Extract uses Gemini 2.5 Flash via the Lovable AI Gateway — chosen for its 3× cost advantage over comparable models at equivalent extraction quality. The API contract (request/response shape) is stable regardless of underlying model; Gyrence may update the model tier over time. The system enforces strict JSON output — no prose, no markdown fences.
Fetch pipeline: identical to /fetch. HTTP first, with automatic escalation to the headless browser on any of: origin 403/429/503, network error (status 0), body < 500 chars, JS-shell markers (id="root">, id="__next">, <noscript>, etc.), or post-conversion content loss (HTML ≥ 1000 chars producing < 100 markdown chars). forceBrowser: true skips the HTTP attempt.

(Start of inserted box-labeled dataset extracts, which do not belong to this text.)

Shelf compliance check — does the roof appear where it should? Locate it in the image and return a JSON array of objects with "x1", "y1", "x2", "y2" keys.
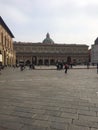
[
  {"x1": 42, "y1": 33, "x2": 54, "y2": 44},
  {"x1": 0, "y1": 16, "x2": 14, "y2": 38}
]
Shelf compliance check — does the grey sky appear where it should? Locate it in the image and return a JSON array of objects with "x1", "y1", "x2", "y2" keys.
[{"x1": 0, "y1": 0, "x2": 98, "y2": 46}]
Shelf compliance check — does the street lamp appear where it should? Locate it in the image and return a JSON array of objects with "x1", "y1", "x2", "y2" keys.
[{"x1": 0, "y1": 51, "x2": 2, "y2": 71}]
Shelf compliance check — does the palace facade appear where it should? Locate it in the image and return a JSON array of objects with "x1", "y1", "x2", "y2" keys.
[
  {"x1": 91, "y1": 37, "x2": 98, "y2": 64},
  {"x1": 0, "y1": 16, "x2": 16, "y2": 66},
  {"x1": 14, "y1": 33, "x2": 89, "y2": 65}
]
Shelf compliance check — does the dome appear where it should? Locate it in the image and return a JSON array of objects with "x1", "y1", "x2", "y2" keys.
[{"x1": 43, "y1": 33, "x2": 54, "y2": 44}]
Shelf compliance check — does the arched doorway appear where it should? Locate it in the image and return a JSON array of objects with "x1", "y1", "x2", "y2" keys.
[
  {"x1": 25, "y1": 60, "x2": 31, "y2": 66},
  {"x1": 44, "y1": 59, "x2": 49, "y2": 65},
  {"x1": 32, "y1": 56, "x2": 37, "y2": 65},
  {"x1": 50, "y1": 59, "x2": 55, "y2": 65}
]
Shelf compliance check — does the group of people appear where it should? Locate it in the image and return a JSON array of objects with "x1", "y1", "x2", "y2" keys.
[{"x1": 56, "y1": 62, "x2": 69, "y2": 73}]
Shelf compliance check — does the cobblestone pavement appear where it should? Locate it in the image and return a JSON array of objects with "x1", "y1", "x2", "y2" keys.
[{"x1": 0, "y1": 68, "x2": 98, "y2": 130}]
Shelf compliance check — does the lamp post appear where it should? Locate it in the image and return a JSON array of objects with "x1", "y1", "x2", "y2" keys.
[{"x1": 0, "y1": 51, "x2": 2, "y2": 71}]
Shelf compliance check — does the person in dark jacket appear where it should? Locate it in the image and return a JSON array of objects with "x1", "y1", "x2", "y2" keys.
[{"x1": 64, "y1": 63, "x2": 68, "y2": 73}]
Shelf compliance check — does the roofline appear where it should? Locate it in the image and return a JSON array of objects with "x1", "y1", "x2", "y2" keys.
[{"x1": 0, "y1": 16, "x2": 14, "y2": 38}]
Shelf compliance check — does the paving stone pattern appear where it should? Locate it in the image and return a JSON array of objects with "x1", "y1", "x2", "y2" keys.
[{"x1": 0, "y1": 68, "x2": 98, "y2": 130}]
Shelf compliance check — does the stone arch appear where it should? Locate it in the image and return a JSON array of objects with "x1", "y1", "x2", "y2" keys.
[
  {"x1": 44, "y1": 59, "x2": 49, "y2": 65},
  {"x1": 25, "y1": 60, "x2": 31, "y2": 65},
  {"x1": 38, "y1": 59, "x2": 43, "y2": 65}
]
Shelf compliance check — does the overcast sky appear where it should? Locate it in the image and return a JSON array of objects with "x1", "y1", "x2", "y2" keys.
[{"x1": 0, "y1": 0, "x2": 98, "y2": 46}]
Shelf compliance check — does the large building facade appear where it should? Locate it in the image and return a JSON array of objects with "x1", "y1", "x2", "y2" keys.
[
  {"x1": 0, "y1": 17, "x2": 16, "y2": 66},
  {"x1": 91, "y1": 38, "x2": 98, "y2": 64},
  {"x1": 14, "y1": 33, "x2": 89, "y2": 65}
]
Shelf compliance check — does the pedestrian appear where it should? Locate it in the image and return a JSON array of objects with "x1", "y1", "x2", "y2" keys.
[
  {"x1": 64, "y1": 63, "x2": 68, "y2": 73},
  {"x1": 87, "y1": 62, "x2": 90, "y2": 69},
  {"x1": 97, "y1": 63, "x2": 98, "y2": 74}
]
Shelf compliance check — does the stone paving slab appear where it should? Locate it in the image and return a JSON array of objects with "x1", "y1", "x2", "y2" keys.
[{"x1": 0, "y1": 68, "x2": 98, "y2": 130}]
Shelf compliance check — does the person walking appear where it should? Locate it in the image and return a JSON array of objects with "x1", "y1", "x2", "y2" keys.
[
  {"x1": 97, "y1": 63, "x2": 98, "y2": 74},
  {"x1": 64, "y1": 63, "x2": 68, "y2": 73}
]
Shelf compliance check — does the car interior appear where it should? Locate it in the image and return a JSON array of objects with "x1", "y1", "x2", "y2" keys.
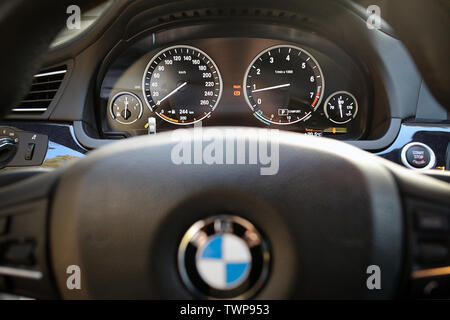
[{"x1": 0, "y1": 0, "x2": 450, "y2": 300}]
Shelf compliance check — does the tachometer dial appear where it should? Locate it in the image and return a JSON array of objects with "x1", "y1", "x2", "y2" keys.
[
  {"x1": 244, "y1": 45, "x2": 325, "y2": 125},
  {"x1": 323, "y1": 91, "x2": 358, "y2": 124},
  {"x1": 142, "y1": 46, "x2": 222, "y2": 125}
]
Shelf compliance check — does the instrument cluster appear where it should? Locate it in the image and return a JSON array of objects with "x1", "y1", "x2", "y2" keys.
[{"x1": 100, "y1": 33, "x2": 370, "y2": 140}]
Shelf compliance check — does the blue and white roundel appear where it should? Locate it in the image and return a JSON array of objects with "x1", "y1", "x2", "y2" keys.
[{"x1": 196, "y1": 233, "x2": 252, "y2": 290}]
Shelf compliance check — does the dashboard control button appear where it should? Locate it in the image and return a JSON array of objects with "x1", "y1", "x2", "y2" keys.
[
  {"x1": 401, "y1": 142, "x2": 436, "y2": 170},
  {"x1": 0, "y1": 138, "x2": 17, "y2": 169},
  {"x1": 0, "y1": 217, "x2": 8, "y2": 236},
  {"x1": 25, "y1": 143, "x2": 36, "y2": 160}
]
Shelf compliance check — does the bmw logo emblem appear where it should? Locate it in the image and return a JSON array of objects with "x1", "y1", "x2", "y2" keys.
[{"x1": 178, "y1": 215, "x2": 270, "y2": 299}]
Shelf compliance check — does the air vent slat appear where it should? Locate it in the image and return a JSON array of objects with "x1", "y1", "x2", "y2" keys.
[{"x1": 12, "y1": 65, "x2": 67, "y2": 116}]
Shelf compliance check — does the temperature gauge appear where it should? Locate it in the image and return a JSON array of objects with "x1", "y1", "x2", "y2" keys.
[
  {"x1": 323, "y1": 91, "x2": 358, "y2": 124},
  {"x1": 110, "y1": 92, "x2": 142, "y2": 124}
]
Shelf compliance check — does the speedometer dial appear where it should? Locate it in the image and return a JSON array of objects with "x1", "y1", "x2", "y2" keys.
[
  {"x1": 142, "y1": 46, "x2": 222, "y2": 125},
  {"x1": 244, "y1": 45, "x2": 325, "y2": 125}
]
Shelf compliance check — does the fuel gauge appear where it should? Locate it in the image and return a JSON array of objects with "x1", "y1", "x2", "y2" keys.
[
  {"x1": 323, "y1": 91, "x2": 358, "y2": 124},
  {"x1": 110, "y1": 92, "x2": 142, "y2": 124}
]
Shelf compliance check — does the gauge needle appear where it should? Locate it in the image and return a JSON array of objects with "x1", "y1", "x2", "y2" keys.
[
  {"x1": 156, "y1": 82, "x2": 187, "y2": 106},
  {"x1": 338, "y1": 99, "x2": 344, "y2": 118},
  {"x1": 252, "y1": 83, "x2": 291, "y2": 93}
]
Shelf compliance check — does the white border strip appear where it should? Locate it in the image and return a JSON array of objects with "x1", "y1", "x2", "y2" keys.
[{"x1": 0, "y1": 266, "x2": 43, "y2": 280}]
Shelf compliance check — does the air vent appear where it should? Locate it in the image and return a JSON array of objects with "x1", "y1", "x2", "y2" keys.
[{"x1": 12, "y1": 65, "x2": 67, "y2": 115}]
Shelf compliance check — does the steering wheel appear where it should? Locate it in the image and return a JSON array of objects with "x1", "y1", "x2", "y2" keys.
[{"x1": 0, "y1": 0, "x2": 450, "y2": 299}]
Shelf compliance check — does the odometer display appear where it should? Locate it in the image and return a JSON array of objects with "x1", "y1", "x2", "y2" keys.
[
  {"x1": 244, "y1": 45, "x2": 325, "y2": 125},
  {"x1": 142, "y1": 46, "x2": 222, "y2": 125}
]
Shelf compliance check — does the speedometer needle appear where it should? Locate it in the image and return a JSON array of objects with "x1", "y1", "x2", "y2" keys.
[
  {"x1": 156, "y1": 82, "x2": 187, "y2": 106},
  {"x1": 252, "y1": 83, "x2": 291, "y2": 93}
]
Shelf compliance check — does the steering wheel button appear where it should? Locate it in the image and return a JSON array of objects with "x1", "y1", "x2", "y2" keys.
[
  {"x1": 416, "y1": 212, "x2": 448, "y2": 232},
  {"x1": 418, "y1": 242, "x2": 448, "y2": 265}
]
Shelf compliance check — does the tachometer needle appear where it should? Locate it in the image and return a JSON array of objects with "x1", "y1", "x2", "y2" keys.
[
  {"x1": 252, "y1": 83, "x2": 291, "y2": 93},
  {"x1": 156, "y1": 82, "x2": 187, "y2": 106}
]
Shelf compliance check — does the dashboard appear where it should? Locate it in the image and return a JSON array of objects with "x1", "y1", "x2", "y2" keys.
[
  {"x1": 99, "y1": 25, "x2": 371, "y2": 140},
  {"x1": 0, "y1": 0, "x2": 450, "y2": 174}
]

via drives pricing, not the input. Even without forceBrowser, an automatic escalation bills as browser (7 credits).
SSRF re-validation runs on the final URL after redirects, not just the input.
No retries on model failure. Garbled output is returned as _raw for your inspection rather than re-prompted server-side.

Try it

Test prompts and schemas live in the console at /app/extract — paste a URL, iterate on the prompt, copy the resulting JSON.